Life-threatening condition resulting from accumulation of pericardial fluid under pressure; impaired filling of cardiac chambers and decreased cardiac output.
Etiology
Previous pericarditis (most commonly metastatic tumor, uremia, viral or idiopathic pericarditis), cardiac trauma, or myocardial perforation during catheter or pacemaker placement.
History
Hypotension may develop suddenly; subacute symptoms include dyspnea, weakness, confusion.
Physical Examination
Tachycardia, hypotension, pulsus paradoxus (inspiratory fall in systolic blood pressure >10 mmHg), jugular venous distention with preserved x descent but loss of y descent; heart sounds distant.

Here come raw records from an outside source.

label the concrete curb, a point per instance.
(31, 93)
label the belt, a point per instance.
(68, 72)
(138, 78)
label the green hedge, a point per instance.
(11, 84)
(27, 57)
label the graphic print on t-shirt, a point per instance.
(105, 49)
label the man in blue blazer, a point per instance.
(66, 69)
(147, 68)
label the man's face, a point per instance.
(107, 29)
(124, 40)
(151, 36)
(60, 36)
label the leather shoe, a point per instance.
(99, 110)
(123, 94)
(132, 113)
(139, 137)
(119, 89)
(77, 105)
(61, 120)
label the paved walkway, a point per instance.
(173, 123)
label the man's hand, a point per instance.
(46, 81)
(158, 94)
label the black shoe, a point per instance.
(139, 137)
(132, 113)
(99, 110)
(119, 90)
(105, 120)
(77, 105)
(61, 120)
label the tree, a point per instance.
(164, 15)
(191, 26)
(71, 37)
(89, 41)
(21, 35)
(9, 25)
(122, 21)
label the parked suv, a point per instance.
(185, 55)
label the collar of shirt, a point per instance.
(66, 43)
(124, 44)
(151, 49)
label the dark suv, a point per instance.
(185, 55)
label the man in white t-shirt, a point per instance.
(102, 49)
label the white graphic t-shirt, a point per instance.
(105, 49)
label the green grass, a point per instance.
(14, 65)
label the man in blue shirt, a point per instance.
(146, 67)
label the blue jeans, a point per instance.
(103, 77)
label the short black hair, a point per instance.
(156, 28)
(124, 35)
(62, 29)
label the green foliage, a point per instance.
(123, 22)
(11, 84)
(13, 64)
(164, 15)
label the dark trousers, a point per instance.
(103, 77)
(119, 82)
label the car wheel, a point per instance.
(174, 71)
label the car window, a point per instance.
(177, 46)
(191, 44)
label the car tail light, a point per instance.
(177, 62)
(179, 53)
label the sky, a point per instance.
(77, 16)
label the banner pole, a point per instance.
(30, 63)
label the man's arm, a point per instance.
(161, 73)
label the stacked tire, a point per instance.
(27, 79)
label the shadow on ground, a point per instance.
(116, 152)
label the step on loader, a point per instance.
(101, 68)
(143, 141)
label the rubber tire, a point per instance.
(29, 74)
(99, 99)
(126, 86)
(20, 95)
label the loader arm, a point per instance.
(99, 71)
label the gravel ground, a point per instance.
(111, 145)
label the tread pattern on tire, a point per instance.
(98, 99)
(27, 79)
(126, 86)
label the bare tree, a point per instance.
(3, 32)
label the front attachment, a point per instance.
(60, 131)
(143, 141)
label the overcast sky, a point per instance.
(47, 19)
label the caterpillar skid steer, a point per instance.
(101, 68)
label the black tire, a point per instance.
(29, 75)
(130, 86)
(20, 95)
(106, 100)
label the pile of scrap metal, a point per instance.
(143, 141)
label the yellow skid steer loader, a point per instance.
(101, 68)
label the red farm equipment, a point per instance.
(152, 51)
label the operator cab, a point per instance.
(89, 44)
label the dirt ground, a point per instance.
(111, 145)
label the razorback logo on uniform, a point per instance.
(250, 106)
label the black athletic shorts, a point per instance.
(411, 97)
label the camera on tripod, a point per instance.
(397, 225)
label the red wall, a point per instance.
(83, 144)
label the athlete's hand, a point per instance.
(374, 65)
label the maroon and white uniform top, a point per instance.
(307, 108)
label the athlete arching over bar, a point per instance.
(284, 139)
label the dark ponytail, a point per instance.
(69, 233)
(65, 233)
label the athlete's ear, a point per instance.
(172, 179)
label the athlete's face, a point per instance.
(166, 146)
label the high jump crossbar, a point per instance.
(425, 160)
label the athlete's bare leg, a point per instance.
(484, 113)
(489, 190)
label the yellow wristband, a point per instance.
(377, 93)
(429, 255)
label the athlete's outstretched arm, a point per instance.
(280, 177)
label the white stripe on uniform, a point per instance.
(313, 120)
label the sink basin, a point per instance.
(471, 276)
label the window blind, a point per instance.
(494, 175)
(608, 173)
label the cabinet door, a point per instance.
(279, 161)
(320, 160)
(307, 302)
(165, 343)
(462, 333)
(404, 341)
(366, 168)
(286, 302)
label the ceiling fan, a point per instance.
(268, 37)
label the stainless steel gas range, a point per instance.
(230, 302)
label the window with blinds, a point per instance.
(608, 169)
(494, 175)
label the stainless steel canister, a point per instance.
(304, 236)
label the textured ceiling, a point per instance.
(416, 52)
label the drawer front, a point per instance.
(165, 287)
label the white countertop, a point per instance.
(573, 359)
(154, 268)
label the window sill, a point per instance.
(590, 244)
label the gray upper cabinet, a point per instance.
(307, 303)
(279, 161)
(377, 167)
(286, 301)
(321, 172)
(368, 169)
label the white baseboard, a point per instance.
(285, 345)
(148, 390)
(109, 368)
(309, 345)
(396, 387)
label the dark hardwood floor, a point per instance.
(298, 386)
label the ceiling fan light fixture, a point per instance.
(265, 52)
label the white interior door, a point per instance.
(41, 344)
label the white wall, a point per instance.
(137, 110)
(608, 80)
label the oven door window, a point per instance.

If tamponade develops subacutely, peripheral edema, hepatomegaly, and ascites may be present.
Laboratory ECG
Low limb lead voltage; large effusions may cause electrical alternans (alternating size of QRS complex due to swinging of heart).
CXR
Enlarged cardiac silhouette if large (>250 mL) effusion present.
Echocardiogram
Swinging motion of heart within large effusion; prominent respiratory alteration of RV dimension with RA and RV collapse during diastole. Doppler shows marked respiratory variation of transvalvular flow velocities.
Cardiac Catheterization
Confirms diagnosis; shows equalization of diastolic pressures in all four chambers; pericardial = RA pressure.
Cardiac Tamponade TREATMENT
Immediate pericardiocentesis and IV volume expansion.